La Côte d'Ivoire est un cas bien particulier : on y dénombre environ 23%
d’étrangers, ce qui parfois ne favorise pas une démocratie apaisée. Leur coexistence avec les Ivoiriens, résiliente dans la quotidienneté, découle historiquement de la volonté de Félix Houphouët-Boigny, le « père fondateur », de faire des différentes communautés présentes sur le sol ivoirien une « poussière d’ethnies » parfaitement maillée.
Cependant, en réponse aux « Chartes du Nord », documents propagandistes et apocryphes attribués à certains intellectuels issus du nord
en 1989 et 1991, puis réactualisés en 2002 (et qui ne sont pas sans rappeler la « charte Hutu »), la politique de
« l'ivoirité » du PDCI-RDA, appuyant dès 1994 une vision suprématiste du pouvoir en faveur d’un sud animiste et chrétien, a fragilisé cette harmonie. Après la guerre civile internationalisée
de 2010-2011, suivie d’une politique de réconciliation indécise, l’approche dite du
« rattrapage ethnique » d’Alassane Ouattara, l’actuel président, a
utilisé le même type de ressorts identitaires en faveur cette fois des
populations musulmanes issues du Nord. Celui-ci n’a cependant, jamais de
façon explicite, inscrit ce lexème comme fondement d’une
« idéologie politique ».
Sur le plan économique, la monnaie du pays est le Franc CFA. Là s’arrête la ressemblances avec les ex-colonies francophones. Car le pays, premier exportateur mondial de cacao et de noix de cajou, enregistre une
croissance moyenne du PIB réel de 8,2 % sur la période 2012-2019. En 2022, malgré des tourbillons militaro-politiques tant mondiaux que sous-régionaux, cette croissance s’est maintenue à 6,7 %, avec 5.2% de taux d’inflation.
L’ambiance qui environne la dynamique économie libérale ivoirienne
dégage cependant un venteux parfum de corruption : souventes fois en effet demeurent impunis des
« spécialistes en intermédiation » ou d’indélicats agents étatiques. Et si d’importantes réformes ont vu le jour (réduction des délais de paiement des créances de l’État, création d’une Plateforme
nationale du Système de Détection et de Prévention des Actes de Corruption
et Infractions assimilées, le SPACIA.CI, création d’un Tribunal du
commerce, d’un ministère de la Promotion de la Bonne Gouvernance et de
la Lutte contre
la Corruption…), force est de constater une certaine inefficacité de ces structures.
Inscrites dans un pseudo conformisme aux dispositions internationales,
elles n’aboutissent trop souvent qu’à prolonger la corruption dans un dédale de procédures administratives additionnelles.
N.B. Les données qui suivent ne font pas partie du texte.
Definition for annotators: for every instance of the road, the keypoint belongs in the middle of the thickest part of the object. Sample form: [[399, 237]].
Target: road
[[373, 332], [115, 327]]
La pensée du « père fondateur » selon laquelle « On ne regarde pas dans la bouche de celui qui
grille les arachides » a ainsi conservé toute sa vigueur dans les habitus du pays, 38e pays le plus corrompu d'Afrique en 2022, selon l’Indice de
Perception de la Corruption (IPC) de Transparency International. Et 159°
selon son Indice de Développement Humain (IDH).
Comme nous le confirmait un ministre en exercice :
« La démocratie serait un luxe pour l’Afrique. » Et la corruption, au contraire, son élément de stabilité? Sur le plan politique justement, aucun incident de forte intensité ne s’est plus produit depuis une décennie, les scories de la guerre civile étant
suffisamment catalyseurs. Sauf en 2020, où briguant un troisième mandat
présidentiel très discutable, Alassane Ouattara, répondant aux violentes manifestations, conduit une répression occasionnant un peu plus d’une cinquantaine de morts civils. Il est important de souligner que la tragédie en question n’est pas mentionnée dans le Rapport annuel 2021 des Nations Unies pour la Côte d’Ivoire.
Le Gouvernement ivoirien a quelques difficultés avec les libertés civiles. En témoignent les dernières élections locales et nationales
organisées en septembre 2023 : l’opulente « vague orange » constatée,
trahit, pour l’observateur « d’en bas », une problématique de légitimité.
Dans une véritable démocratie, il est pratiquement impossible qu'un seul parti politique remporte près de 90% des voix à chaque élection. Un tel scénario indiquerait généralement un manque de pluralisme politique, ce qui est contraire aux principes démocratiques de libre choix et de concurrence
équitable. Cependant, il existe des exceptions notables, comme en Corée du Nord, où un seul parti domine largement le paysage politique. Néanmoins,
la situation en Corée du Nord est généralement considérée comme une anomalie plutôt que comme la norme dans le monde entier.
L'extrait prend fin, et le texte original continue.